Outside of Jacksonville, Nassau County got $1.5 million for the widening of Old Dixie Highway.

• • •

Could fewer interruptions to your favorite WGCU radio and television shows be on the way?

The state budget includes $1.79 million to replace the transmission tower at the Fort Myers public television and radio station. The station is one of three public broadcast stations across the state to receive funding to correct health and safety issues.

The budget also includes $1.25 million to replace the HVAC system at WQCS-FM in Fort Pierce and $97,555 to update elevators at WJCT-TV/FM in Jacksonville. Those elevator updates would include fire department controls.

• • •

Improvements could be coming to Florida Southwestern State College’s Collier County campus.

The state budget includes $8 million to replace the external foam insulation system on the Collier campus. The budget also includes $536,949 to make repairs and renovations to Building 5 on the Collier campus.

The budget also sets aside $3.85 million for Florida Gulf Coast University for its Integrated Watershed and Coastal Studies building.

• • •

An $1 million appropriation for the historic, downtown Tampa Theatre that was vetoed last year is back in the budget this year.

The 89-year-old theater needs help replacing infrastructure, including updating the electrical system, with parts dating to the 1920s.

Lobbyist Ron Pierce of Tampa’s RSA Consulting Group worked on the appropriation both years.

Jill Witecki, the theater’s marketing and community relations director, told The Tampa Tribune last year that the state money is part of an overall capital campaign and is “one small part of what is needed to restore the building.”

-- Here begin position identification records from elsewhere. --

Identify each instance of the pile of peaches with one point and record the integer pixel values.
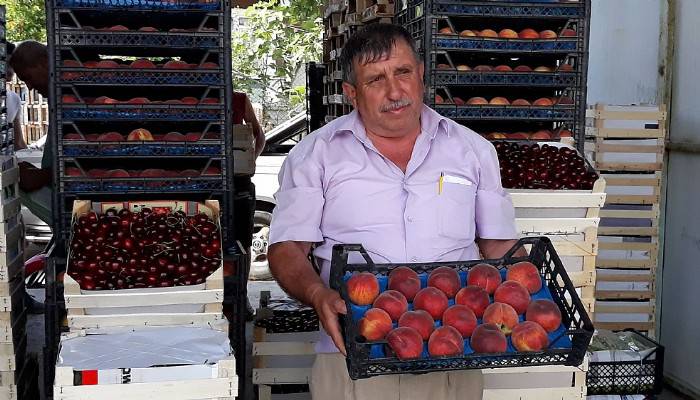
(482, 311)
(527, 33)
(502, 101)
(189, 100)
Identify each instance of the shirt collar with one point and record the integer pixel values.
(431, 123)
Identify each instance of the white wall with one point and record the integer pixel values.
(623, 51)
(680, 318)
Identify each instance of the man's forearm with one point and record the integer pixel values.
(293, 271)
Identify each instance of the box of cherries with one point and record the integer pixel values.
(417, 318)
(142, 245)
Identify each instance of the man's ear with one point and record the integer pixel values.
(350, 92)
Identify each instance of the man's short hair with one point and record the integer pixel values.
(29, 54)
(370, 44)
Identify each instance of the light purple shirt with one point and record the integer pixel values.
(335, 187)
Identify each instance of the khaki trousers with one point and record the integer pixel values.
(330, 381)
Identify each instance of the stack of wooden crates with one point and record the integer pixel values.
(626, 144)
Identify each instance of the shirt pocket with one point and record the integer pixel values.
(456, 214)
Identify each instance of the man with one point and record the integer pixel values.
(30, 61)
(373, 177)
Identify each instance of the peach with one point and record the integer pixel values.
(518, 136)
(111, 137)
(192, 136)
(488, 33)
(564, 101)
(375, 324)
(485, 276)
(568, 33)
(117, 173)
(529, 336)
(496, 135)
(393, 302)
(502, 315)
(503, 68)
(73, 171)
(520, 102)
(548, 34)
(214, 170)
(499, 101)
(477, 101)
(445, 279)
(445, 341)
(483, 68)
(431, 300)
(488, 338)
(142, 63)
(405, 342)
(105, 100)
(69, 99)
(508, 34)
(153, 173)
(138, 100)
(543, 102)
(565, 68)
(528, 33)
(189, 173)
(97, 173)
(139, 134)
(514, 294)
(72, 136)
(544, 312)
(107, 64)
(419, 320)
(405, 281)
(543, 134)
(174, 137)
(362, 288)
(461, 318)
(522, 68)
(474, 297)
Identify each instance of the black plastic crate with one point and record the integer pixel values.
(184, 5)
(551, 113)
(568, 347)
(644, 376)
(93, 76)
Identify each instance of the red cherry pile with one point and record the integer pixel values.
(121, 249)
(543, 167)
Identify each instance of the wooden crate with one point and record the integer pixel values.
(554, 382)
(627, 143)
(198, 304)
(570, 218)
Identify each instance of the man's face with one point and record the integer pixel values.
(388, 93)
(36, 78)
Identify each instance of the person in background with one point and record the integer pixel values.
(13, 104)
(30, 61)
(244, 189)
(394, 175)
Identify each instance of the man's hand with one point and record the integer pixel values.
(328, 304)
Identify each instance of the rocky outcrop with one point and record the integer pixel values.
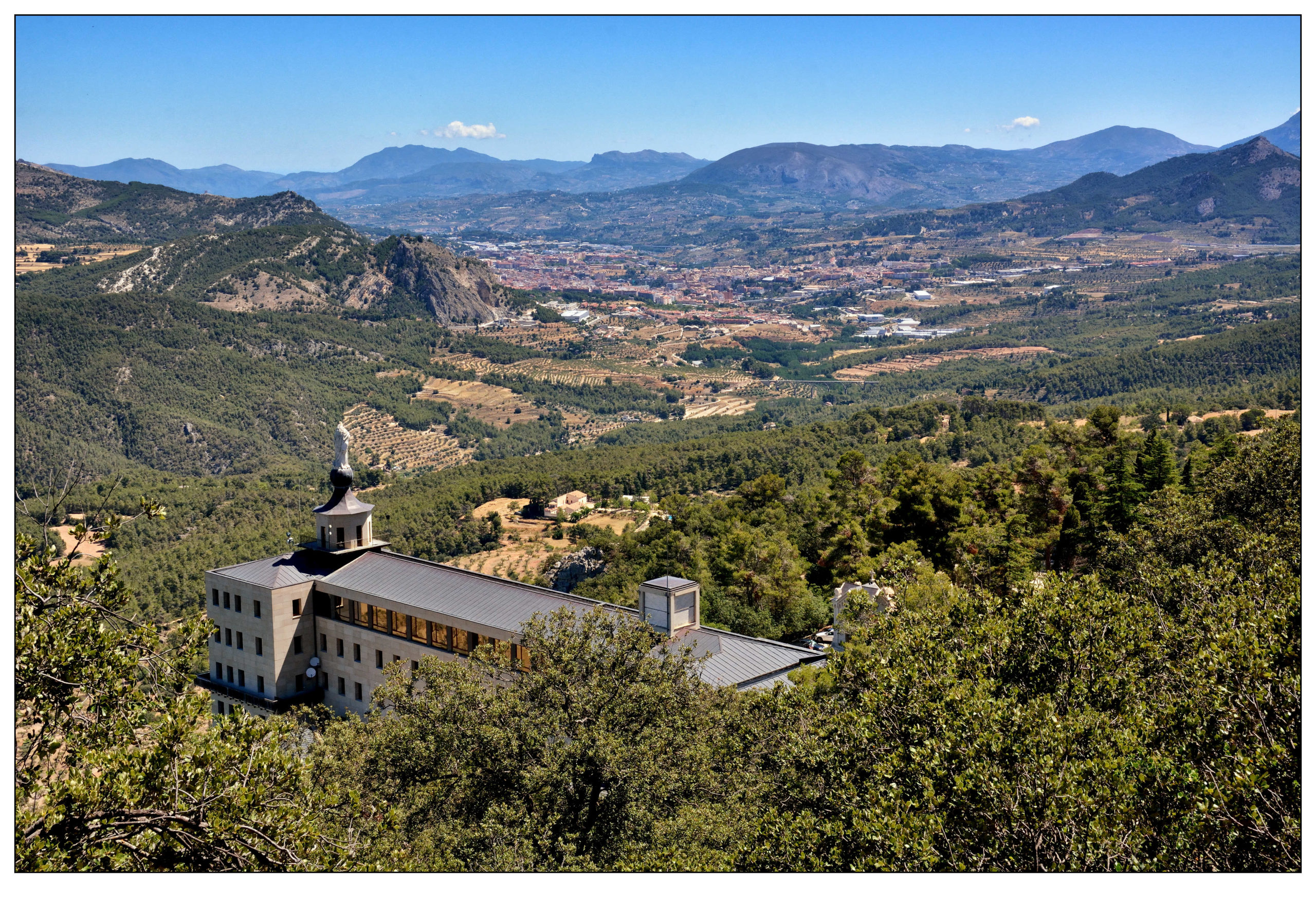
(574, 569)
(454, 290)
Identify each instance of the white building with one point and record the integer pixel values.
(321, 624)
(568, 505)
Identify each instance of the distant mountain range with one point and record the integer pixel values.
(869, 178)
(399, 173)
(1253, 185)
(1287, 136)
(903, 177)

The big ask for the Hillsborough County legislative delegation was announced on Sunday night, when lawmakers agreed to provide $22.5 million in funds for the USF Morsani College of Medicine in downtown Tampa.

Other major projects to receive funding in the budget released on Tuesday include

There’s $1 million for the Tampa Innovation Alliance led by former Hillsborough County Commissioner Mark Sharpe.

Here are other notable requests by the Hillsborough and Pinellas delegations:

The Hillsborough County Homeless Initiative $800,000

Tampa Heights Youth Civic Center relocation $1.2 million

St. Petersburg Warehouse Arts District $300,000

Veterans Memorial Park in Hillsborough County $1.5 million
Ruth Eckerd Hall will get $2 million for an expansion

The Clearwater Marine Aquarium Dolphin Pool construction $1 million

Dunedin Museum expansion $395,000

The Diversity Initiative in Tampa $100,000

Bethel African Methodist Episcopal Church Restoration -$340,967

CDC of Tampa getting $100,000

My Children’s Keeper targeting fatherlessness and youth gun violence in St. Petersburg – $250,000

The Center for Urban Transportation Research (CUTR) at the University of   South Florida is getting $225,000 to conduct a study evaluating State of   Florida infrastructure needed to support various alternative vehicle technologies including electric and hydrogen fuel cell vehicles. The study will provide an overview of the current state of electric and hydrogen fuel cell vehicle technologies in the U.S. and Florida.